Fla. court OKs force against retreating attackers
By BILL KACZOR
Associated Press Writer
TALLAHASSEE, Fla. — Florida's "stand-your-ground" law allows the use of deadly force for self-protection even if an attacker or intruder is in retreat, an appellate court said Wednesday.
A three-judge panel of the 1st District Court of Appeal issued that explanation for last month releasing Jimmy Hair from jail, where he had spent two years awaiting trial on a first-degree murder charge.
Hair, 28, was charged with fatally shooting Charles Harper, 26. Harper had forced his way into a car in which Hair was a passenger and then tussled with him. The car was parked outside a Tallahassee nightclub where Harper earlier had argued with the driver.
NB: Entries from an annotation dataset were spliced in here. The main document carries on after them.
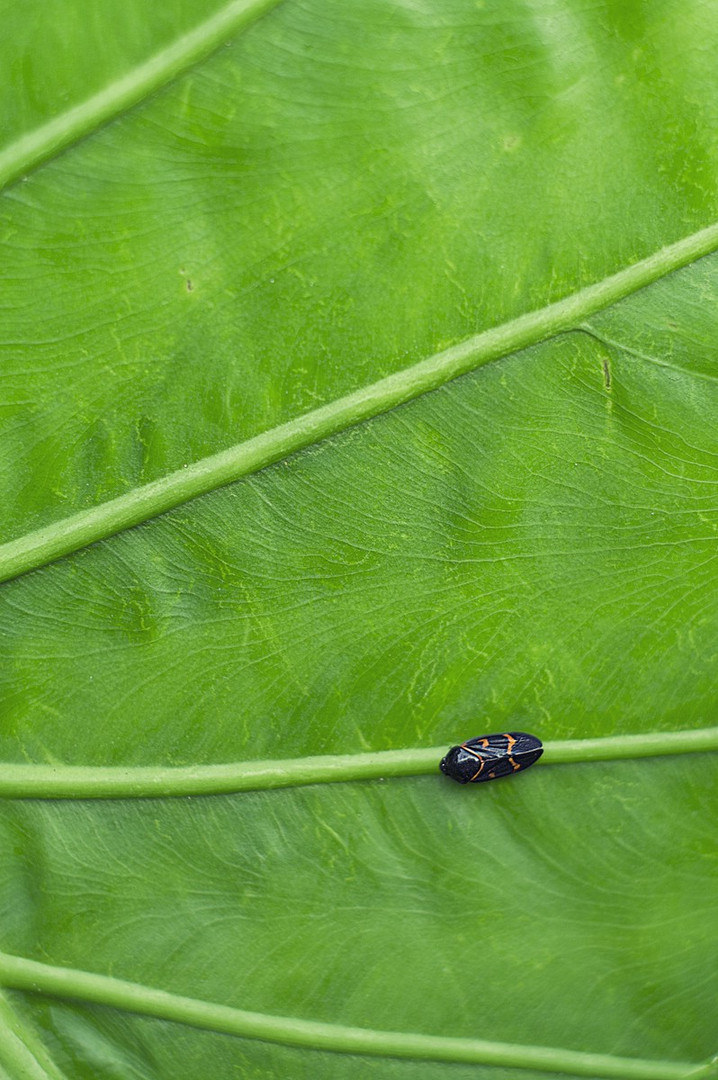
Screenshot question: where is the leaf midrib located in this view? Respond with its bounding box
[0,222,718,582]
[0,0,281,190]
[0,727,718,799]
[0,953,709,1080]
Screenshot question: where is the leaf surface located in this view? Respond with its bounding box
[0,0,718,1080]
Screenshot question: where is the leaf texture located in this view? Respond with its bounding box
[0,0,718,1080]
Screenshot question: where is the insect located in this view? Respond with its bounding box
[439,731,543,784]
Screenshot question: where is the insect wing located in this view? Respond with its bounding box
[439,731,543,784]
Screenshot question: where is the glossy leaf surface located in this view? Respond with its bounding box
[0,0,718,1080]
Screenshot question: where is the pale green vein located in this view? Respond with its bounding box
[0,0,280,189]
[0,216,718,581]
[0,728,718,799]
[0,994,66,1080]
[0,953,702,1080]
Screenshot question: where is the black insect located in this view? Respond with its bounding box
[439,731,543,784]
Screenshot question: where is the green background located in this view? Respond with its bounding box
[0,0,718,1080]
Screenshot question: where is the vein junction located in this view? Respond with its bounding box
[0,216,718,582]
[0,953,702,1080]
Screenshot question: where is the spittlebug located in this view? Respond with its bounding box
[439,731,543,784]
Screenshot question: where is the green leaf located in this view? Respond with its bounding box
[0,0,718,1080]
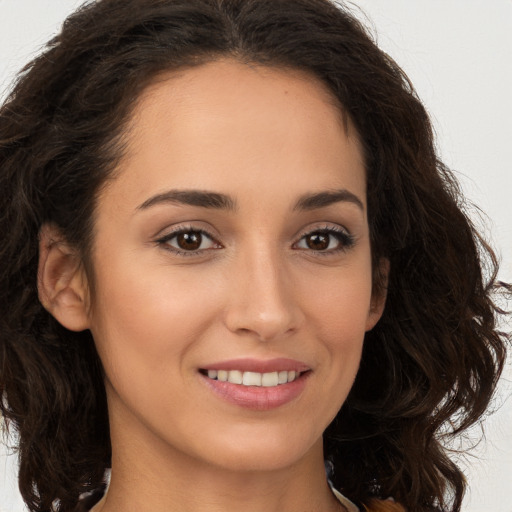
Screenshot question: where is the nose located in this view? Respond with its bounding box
[225,246,304,342]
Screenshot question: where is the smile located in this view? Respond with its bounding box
[201,370,304,387]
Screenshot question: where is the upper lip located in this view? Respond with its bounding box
[201,357,311,373]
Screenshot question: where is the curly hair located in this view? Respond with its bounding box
[0,0,508,512]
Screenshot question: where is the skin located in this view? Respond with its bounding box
[41,60,384,512]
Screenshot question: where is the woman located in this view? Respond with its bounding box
[0,0,506,512]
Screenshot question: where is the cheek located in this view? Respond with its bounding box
[91,263,222,373]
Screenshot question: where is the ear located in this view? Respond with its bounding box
[37,224,89,331]
[366,258,389,331]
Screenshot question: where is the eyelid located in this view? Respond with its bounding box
[293,224,356,256]
[155,224,223,256]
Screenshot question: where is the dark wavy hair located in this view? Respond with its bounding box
[0,0,508,512]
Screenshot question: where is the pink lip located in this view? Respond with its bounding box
[201,357,311,373]
[199,359,311,411]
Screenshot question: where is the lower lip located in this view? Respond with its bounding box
[200,372,309,411]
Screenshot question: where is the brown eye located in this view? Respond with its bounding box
[157,229,221,254]
[305,232,331,251]
[176,231,203,251]
[294,228,354,254]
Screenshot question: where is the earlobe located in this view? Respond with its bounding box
[37,224,89,331]
[366,258,390,331]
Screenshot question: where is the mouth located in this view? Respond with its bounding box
[199,359,312,411]
[199,369,310,388]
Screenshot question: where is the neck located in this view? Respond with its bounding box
[98,424,341,512]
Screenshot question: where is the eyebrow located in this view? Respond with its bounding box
[293,189,364,211]
[137,189,364,211]
[137,190,236,210]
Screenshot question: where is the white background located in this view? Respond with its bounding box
[0,0,512,512]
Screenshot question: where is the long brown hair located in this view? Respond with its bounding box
[0,0,507,512]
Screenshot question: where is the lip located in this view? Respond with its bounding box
[201,357,311,373]
[198,358,311,411]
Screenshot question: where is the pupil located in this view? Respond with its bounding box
[177,231,202,251]
[307,233,329,251]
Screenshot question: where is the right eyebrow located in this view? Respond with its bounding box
[137,190,236,211]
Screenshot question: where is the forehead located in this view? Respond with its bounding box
[99,60,365,212]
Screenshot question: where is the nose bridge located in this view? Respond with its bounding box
[226,239,300,341]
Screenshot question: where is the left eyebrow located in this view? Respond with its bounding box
[293,189,364,211]
[137,190,236,210]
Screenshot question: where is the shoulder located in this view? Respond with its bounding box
[364,499,407,512]
[73,489,105,512]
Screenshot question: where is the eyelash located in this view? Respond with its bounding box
[155,226,355,257]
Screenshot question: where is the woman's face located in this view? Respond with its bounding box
[83,60,382,470]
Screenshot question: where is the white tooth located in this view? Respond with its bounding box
[261,372,279,388]
[278,370,288,384]
[228,370,242,384]
[243,372,261,386]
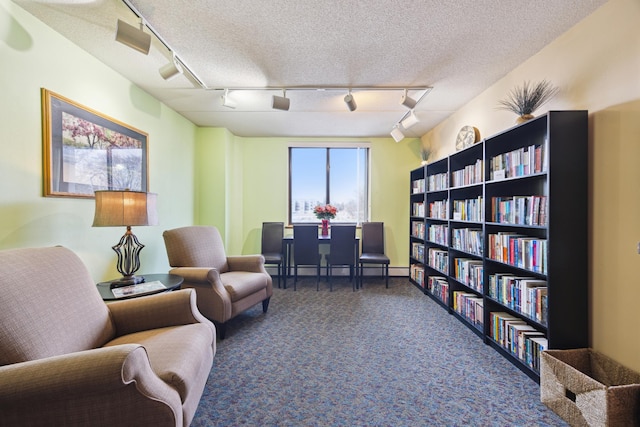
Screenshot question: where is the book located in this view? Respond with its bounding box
[111,280,167,298]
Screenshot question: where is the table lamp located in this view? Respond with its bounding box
[93,190,158,288]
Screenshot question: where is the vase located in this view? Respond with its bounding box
[322,219,329,236]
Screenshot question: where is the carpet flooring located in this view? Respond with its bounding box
[192,278,566,427]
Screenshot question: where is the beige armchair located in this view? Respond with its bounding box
[0,247,216,426]
[163,226,273,339]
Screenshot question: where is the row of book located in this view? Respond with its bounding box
[453,258,484,293]
[427,276,449,305]
[491,196,547,225]
[429,200,449,219]
[411,178,426,194]
[453,196,484,222]
[429,224,449,246]
[409,264,424,288]
[489,273,547,325]
[411,202,424,217]
[488,232,547,274]
[489,311,548,372]
[411,242,424,262]
[451,159,484,187]
[451,228,483,256]
[429,248,449,274]
[489,144,547,180]
[411,221,425,240]
[453,291,484,329]
[427,172,449,191]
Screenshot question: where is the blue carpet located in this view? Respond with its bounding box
[192,278,566,426]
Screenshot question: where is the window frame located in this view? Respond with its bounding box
[287,142,371,226]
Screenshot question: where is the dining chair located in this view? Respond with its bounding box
[262,222,287,289]
[358,222,390,288]
[326,225,358,291]
[293,224,322,291]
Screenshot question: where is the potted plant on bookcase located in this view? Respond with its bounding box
[313,205,338,236]
[498,80,559,123]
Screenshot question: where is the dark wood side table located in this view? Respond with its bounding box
[96,274,184,301]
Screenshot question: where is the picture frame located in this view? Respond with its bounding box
[41,88,149,198]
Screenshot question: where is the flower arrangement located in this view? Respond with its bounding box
[313,205,338,219]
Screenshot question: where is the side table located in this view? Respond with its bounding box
[96,274,184,301]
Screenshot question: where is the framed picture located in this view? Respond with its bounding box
[41,88,149,198]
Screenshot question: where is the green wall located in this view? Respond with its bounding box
[0,0,197,281]
[0,0,420,281]
[196,134,420,267]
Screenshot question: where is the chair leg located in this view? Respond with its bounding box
[384,264,389,289]
[213,322,227,341]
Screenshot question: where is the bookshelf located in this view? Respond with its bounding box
[410,111,589,381]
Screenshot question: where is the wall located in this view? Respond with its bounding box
[0,0,196,281]
[196,134,420,274]
[422,0,640,371]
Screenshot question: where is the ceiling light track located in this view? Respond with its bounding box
[122,0,209,89]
Sandi Copes, a spokeswoman for Attorney General Bill McCollum, said no decision had yet been made on whether to ask for a rehearing or possibly appeal to the Florida Supreme Court. She declined further comment.
A trial judge had refused to grant Hair "stand-your-ground" immunity due to conflicting testimony on whether Harper was being pulled out of the car by a friend when he was shot, but the appellate court said that didn't matter.
"The statute makes no exception from immunity when the victim is in retreat," the panel wrote in an unsigned, unanimous opinion.
The ruling appears to conflict with a 2nd District Court of Appeal decision in 2007 that denied immunity to Valrico resident David Heckman in case that also began with an argument. Heckman had been charged with aggravated battery for allegedly shooting Robert Carroll after Carroll left the garage attached to Heckman's home.
"We conclude that immunity does not apply because the victim was retreating," the 2nd District court wrote.
Hair's lawyer, Edward Bauer, said the opinions do not conflict because Carroll was not retreating when he was shot — his retreat was over.
"I know that's what they said, but that's not what happened," Bauer said. "I just think it was loose language."
National Rifle Association lobbyist Marion Hammer said Wednesday's ruling tracked the intent of the 2005 law her organization supported. She said just because someone's in retreat doesn't mean that person won't turn around and attack again.
"If you attack somebody be prepared to suffer the consequences," Hammer said.
The new law amended Florida's existing "Castle Doctrine" that allows people to use deadly force to defend themselves and others in their homes against the threat of death or great bodily harm.
It extends that right to public spaces including the street or a business and removes a duty to retreat before using deadly force.
State Attorney Willie Meggs, whose office attempted to prosecute Hair, said the ruling confirms the worst fears of the law's opponents.
"The next time this will come up is in a gang shootout," Meggs said.
Hair, who had a concealed weapons permit, claimed the gun went off accidentally when he tried to hit Harper with it. The appellate court also found the trial judge erred by finding the law didn't apply because the gun had gone off accidentally.
The Heckman ruling reversed a trial judge's decision to grant immunity. The case then went to trial and a jury acquitted Heckman.